Choosing the right hardware to train and operate machine learning programs will greatly impact the performance and quality of a machine learning model. Most modern companies have transitioned data storage and compute workloads to cloud services. Many companies operate hybrid cloud environments, combining cloud and on-premise infrastructure. Others continue to operate entirely on-premise, usually driven by regulatory requirements.
Cloud-based infrastructure provides flexibility for machine learning practitioners to easily select the appropriate compute resources required to train and operate machine learning models.
The processor is a critical consideration in machine learning operations. The processor operates the computer program to execute arithmetic, logic, and input and output commands. This is the central nervous system that carries out machine learning model training and predictions. A faster processor will reduce the time it takes to train a machine learning model and to generate predictions by as much as 100-fold or more.
There are two primary processors used as part of most AI/ML tasks: central processing units (CPUs) and graphics processing units (GPUs). CPUs are suitable to train most traditional machine learning models and are designed to execute complex calculations sequentially. GPUs are suitable to train deep learning models and visual image-based tasks. These processors handle multiple, simple calculations in parallel. In general, GPUs are more expensive than CPUs, so it is worthwhile to evaluate carefully which type of processor is appropriate for a given machine learning task.
Other specialized hardware increasingly is used to accelerate training and inference times for complex, deep learning algorithms, including Google’s tensor processing units (TPUs) and field-programmable gate arrays (FPGAs).
In addition to processor requirements, memory and storage are other key considerations for the AI/ML pipeline.
To train or operate a machine learning model, programs require data and code to be stored in local memory to be executed by the processor.
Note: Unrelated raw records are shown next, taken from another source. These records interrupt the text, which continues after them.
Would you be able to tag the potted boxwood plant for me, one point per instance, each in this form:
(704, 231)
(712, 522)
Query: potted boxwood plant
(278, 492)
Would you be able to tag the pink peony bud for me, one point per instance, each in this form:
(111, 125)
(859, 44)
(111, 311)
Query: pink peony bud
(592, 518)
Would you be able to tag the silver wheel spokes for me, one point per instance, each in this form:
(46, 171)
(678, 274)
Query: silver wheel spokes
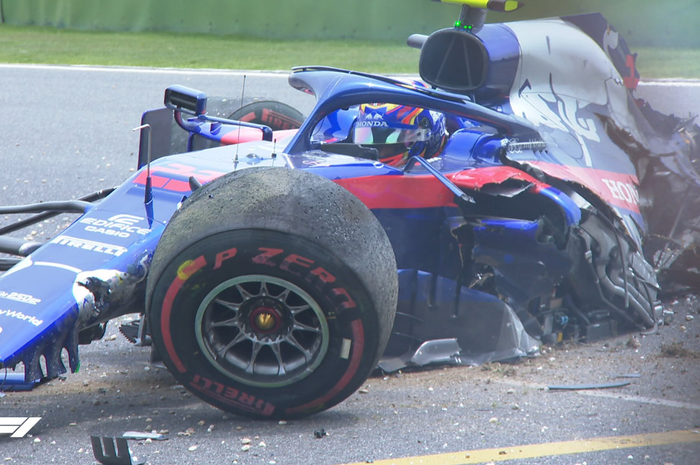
(261, 330)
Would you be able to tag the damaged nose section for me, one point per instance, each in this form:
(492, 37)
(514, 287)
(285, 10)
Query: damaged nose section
(38, 330)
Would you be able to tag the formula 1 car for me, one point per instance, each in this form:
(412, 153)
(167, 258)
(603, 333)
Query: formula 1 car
(275, 260)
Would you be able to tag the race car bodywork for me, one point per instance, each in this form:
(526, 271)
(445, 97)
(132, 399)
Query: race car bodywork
(272, 269)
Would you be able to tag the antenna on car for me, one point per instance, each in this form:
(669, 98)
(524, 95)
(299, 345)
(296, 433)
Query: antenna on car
(473, 14)
(238, 143)
(148, 193)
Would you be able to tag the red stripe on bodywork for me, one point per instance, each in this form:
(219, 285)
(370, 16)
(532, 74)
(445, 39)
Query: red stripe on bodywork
(173, 290)
(409, 191)
(358, 342)
(479, 177)
(618, 189)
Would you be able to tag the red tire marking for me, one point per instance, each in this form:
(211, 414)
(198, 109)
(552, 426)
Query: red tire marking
(170, 295)
(358, 337)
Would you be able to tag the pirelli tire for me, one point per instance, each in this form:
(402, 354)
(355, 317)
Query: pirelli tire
(272, 293)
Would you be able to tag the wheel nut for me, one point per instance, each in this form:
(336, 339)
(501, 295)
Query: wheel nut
(264, 321)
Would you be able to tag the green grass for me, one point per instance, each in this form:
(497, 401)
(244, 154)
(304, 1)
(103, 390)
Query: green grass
(168, 50)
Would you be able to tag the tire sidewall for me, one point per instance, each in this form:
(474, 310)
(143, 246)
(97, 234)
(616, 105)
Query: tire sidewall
(193, 273)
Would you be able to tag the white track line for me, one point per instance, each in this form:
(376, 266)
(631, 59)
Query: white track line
(606, 394)
(270, 73)
(137, 70)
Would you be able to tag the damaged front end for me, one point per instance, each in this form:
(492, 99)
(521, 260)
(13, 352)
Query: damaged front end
(60, 294)
(536, 265)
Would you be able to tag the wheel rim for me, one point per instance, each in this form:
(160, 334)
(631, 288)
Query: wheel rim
(262, 331)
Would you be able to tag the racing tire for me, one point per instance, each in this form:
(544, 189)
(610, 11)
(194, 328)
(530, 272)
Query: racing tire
(272, 293)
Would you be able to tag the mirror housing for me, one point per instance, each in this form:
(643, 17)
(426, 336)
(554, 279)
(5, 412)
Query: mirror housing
(186, 100)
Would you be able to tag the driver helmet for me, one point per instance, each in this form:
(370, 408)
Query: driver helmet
(399, 132)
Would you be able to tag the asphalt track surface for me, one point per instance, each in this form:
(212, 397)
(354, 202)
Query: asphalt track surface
(68, 131)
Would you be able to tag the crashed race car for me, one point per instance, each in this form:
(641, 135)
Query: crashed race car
(519, 194)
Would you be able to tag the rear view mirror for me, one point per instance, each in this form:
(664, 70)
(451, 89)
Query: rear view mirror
(186, 100)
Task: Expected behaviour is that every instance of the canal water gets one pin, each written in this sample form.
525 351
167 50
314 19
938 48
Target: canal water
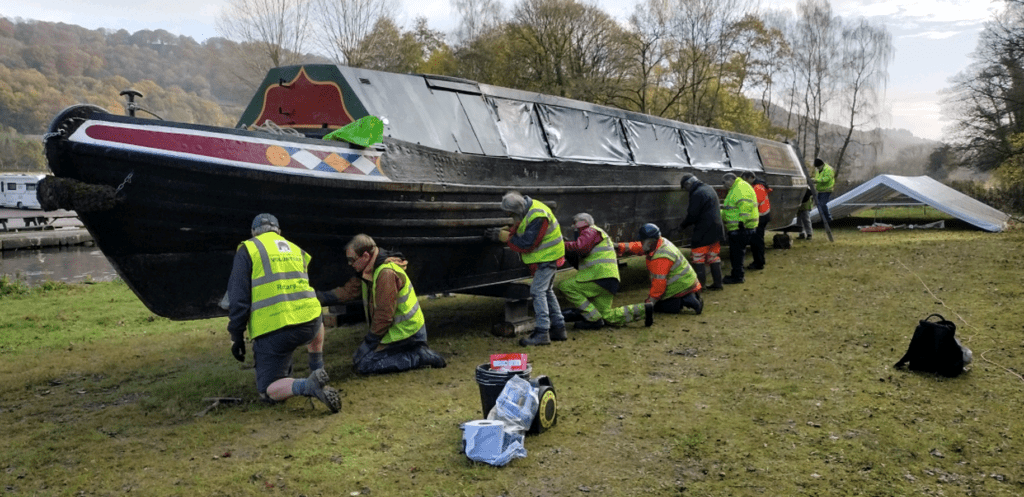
69 264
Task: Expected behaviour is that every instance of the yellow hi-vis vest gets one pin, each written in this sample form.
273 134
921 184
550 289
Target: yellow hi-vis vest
281 292
600 262
551 247
408 316
681 276
740 206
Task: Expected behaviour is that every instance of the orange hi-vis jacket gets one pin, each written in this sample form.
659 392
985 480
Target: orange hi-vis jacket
761 191
671 274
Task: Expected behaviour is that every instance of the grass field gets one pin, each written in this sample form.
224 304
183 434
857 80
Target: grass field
782 386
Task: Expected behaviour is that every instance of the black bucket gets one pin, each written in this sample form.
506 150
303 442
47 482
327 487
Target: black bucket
492 383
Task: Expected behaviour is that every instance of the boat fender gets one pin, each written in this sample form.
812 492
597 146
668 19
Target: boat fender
64 193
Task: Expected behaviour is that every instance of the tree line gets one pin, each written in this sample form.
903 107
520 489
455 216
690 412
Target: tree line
721 64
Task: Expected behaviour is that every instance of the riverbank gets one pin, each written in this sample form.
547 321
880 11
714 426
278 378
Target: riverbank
22 229
783 385
43 239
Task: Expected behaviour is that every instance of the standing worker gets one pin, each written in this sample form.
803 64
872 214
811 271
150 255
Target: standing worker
596 281
804 215
536 235
673 282
705 214
761 191
739 213
824 182
397 337
268 293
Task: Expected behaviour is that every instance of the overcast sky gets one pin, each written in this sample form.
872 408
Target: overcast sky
933 38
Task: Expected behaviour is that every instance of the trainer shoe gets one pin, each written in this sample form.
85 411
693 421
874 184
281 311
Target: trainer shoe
430 359
316 386
571 316
590 325
538 337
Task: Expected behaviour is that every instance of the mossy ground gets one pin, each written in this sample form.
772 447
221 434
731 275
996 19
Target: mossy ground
783 385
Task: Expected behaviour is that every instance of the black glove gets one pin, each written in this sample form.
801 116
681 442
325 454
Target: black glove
239 350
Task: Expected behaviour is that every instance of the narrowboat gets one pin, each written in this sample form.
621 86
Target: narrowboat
168 203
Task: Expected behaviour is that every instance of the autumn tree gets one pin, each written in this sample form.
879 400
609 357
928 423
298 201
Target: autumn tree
647 43
343 25
865 53
270 34
565 47
475 18
986 100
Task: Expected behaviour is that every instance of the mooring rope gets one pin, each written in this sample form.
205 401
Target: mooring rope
943 303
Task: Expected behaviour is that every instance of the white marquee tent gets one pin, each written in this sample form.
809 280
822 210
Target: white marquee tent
887 190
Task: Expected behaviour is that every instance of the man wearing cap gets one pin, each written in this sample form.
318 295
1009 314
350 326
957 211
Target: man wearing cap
592 288
268 293
705 214
824 182
536 235
761 191
673 282
739 213
397 337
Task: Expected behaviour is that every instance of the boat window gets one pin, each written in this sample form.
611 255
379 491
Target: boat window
655 146
779 158
706 151
519 129
582 135
742 155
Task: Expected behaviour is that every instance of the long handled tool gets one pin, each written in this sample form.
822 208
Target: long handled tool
814 198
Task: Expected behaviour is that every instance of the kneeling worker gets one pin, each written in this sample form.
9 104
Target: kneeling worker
596 281
673 282
268 292
397 337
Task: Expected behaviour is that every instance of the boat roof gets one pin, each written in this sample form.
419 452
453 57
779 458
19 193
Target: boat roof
463 116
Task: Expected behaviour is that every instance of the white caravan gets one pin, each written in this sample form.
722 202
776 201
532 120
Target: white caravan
19 191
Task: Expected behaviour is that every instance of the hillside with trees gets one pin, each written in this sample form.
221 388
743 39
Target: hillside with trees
720 64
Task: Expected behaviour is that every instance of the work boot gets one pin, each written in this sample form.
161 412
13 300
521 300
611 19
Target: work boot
716 275
590 325
316 386
694 301
538 337
430 359
571 316
699 271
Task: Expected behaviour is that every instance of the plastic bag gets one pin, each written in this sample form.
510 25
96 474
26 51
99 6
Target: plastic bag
516 406
514 410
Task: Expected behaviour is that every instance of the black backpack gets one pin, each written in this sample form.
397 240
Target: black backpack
934 348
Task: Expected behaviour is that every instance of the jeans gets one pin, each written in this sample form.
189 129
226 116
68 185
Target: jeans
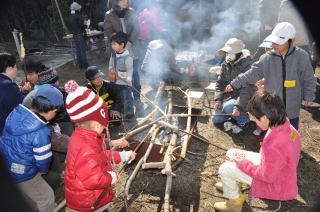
125 94
227 108
295 123
80 44
136 83
231 175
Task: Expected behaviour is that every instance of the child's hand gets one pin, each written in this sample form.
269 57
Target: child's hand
127 156
217 105
235 112
228 88
132 157
114 114
114 176
121 142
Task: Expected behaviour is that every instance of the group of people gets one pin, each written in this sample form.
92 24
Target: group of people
124 55
287 76
39 118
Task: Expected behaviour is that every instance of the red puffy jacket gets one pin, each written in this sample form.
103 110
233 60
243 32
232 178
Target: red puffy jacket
86 172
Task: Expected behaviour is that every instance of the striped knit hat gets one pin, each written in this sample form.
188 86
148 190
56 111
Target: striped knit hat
82 104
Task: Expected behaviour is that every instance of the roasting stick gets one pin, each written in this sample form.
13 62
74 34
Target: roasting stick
165 124
106 189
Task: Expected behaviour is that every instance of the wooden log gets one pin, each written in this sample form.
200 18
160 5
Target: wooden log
166 206
149 116
134 132
165 124
188 127
131 178
153 139
199 115
153 165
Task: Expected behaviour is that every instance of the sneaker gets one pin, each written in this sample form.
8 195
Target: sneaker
227 126
236 129
257 132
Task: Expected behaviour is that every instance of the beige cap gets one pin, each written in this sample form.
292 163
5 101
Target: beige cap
282 33
233 45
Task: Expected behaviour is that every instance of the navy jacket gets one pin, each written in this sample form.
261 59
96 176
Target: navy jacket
10 97
25 144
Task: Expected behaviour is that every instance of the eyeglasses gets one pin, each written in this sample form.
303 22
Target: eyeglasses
252 117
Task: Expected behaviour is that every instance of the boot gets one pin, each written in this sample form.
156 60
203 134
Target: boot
219 186
231 205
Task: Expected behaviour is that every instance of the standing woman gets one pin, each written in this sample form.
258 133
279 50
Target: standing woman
121 18
77 28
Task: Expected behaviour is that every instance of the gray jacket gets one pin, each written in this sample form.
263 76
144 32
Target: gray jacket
228 73
294 70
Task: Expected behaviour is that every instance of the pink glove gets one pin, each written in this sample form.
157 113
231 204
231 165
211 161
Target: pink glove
114 176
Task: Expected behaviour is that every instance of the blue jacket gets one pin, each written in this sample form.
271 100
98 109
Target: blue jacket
10 97
25 144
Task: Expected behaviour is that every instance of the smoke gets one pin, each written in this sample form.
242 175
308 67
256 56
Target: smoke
203 26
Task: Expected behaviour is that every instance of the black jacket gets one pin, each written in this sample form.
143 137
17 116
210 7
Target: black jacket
76 24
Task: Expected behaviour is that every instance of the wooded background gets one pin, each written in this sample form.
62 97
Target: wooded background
39 19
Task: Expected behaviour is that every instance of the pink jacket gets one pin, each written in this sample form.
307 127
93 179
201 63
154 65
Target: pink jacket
276 176
149 19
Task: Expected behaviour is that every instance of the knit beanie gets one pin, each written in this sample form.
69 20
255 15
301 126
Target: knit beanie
83 104
48 76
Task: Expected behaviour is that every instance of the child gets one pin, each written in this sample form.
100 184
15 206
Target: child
237 60
26 145
10 94
121 64
90 165
104 89
272 173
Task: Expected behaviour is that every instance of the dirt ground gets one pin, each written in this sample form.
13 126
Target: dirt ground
193 187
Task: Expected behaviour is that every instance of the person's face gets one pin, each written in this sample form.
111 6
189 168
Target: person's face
281 49
123 4
32 77
97 82
117 47
263 122
12 72
50 114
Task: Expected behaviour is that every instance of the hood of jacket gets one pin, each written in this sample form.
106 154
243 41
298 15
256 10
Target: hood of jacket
22 121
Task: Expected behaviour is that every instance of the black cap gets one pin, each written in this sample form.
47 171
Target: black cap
93 73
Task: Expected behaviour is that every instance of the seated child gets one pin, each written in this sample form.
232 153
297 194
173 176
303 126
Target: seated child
26 145
237 60
89 165
272 173
121 64
106 90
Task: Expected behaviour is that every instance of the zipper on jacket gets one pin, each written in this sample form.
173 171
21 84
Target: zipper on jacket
284 90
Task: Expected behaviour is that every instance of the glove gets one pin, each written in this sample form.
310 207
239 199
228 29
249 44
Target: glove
114 176
125 155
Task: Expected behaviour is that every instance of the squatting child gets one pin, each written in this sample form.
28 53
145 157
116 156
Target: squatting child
272 173
89 165
26 146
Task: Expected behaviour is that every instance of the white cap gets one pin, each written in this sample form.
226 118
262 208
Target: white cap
266 44
233 45
75 6
282 33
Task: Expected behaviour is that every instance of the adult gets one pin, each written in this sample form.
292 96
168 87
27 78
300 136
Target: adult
121 18
77 28
237 60
286 70
10 94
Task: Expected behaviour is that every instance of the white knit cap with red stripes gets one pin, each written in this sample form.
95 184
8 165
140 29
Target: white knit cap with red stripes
82 104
Some models, like deep neural networks, may require more fast, local memory because the algorithms are larger. Others, like decision trees, may be trained with less memory because the algorithms are smaller.
As it relates to disk storage, cloud storage in a distributed file system typically removes any storage limitations that were imposed historically by local hard disk size. However, AI/ML pipelines operating in the cloud still need careful design of both data and model stores.
Many real-world AI/ML use cases involve complex, multi-step pipelines. Each step may require different libraries and runtimes and may need to execute on specialized hardware profiles. It is therefore critical to factor in management of libraries, runtimes, and hardware profiles during algorithm development and ongoing maintenance activities. Design choices can have a significant impact on both costs and algorithm performance.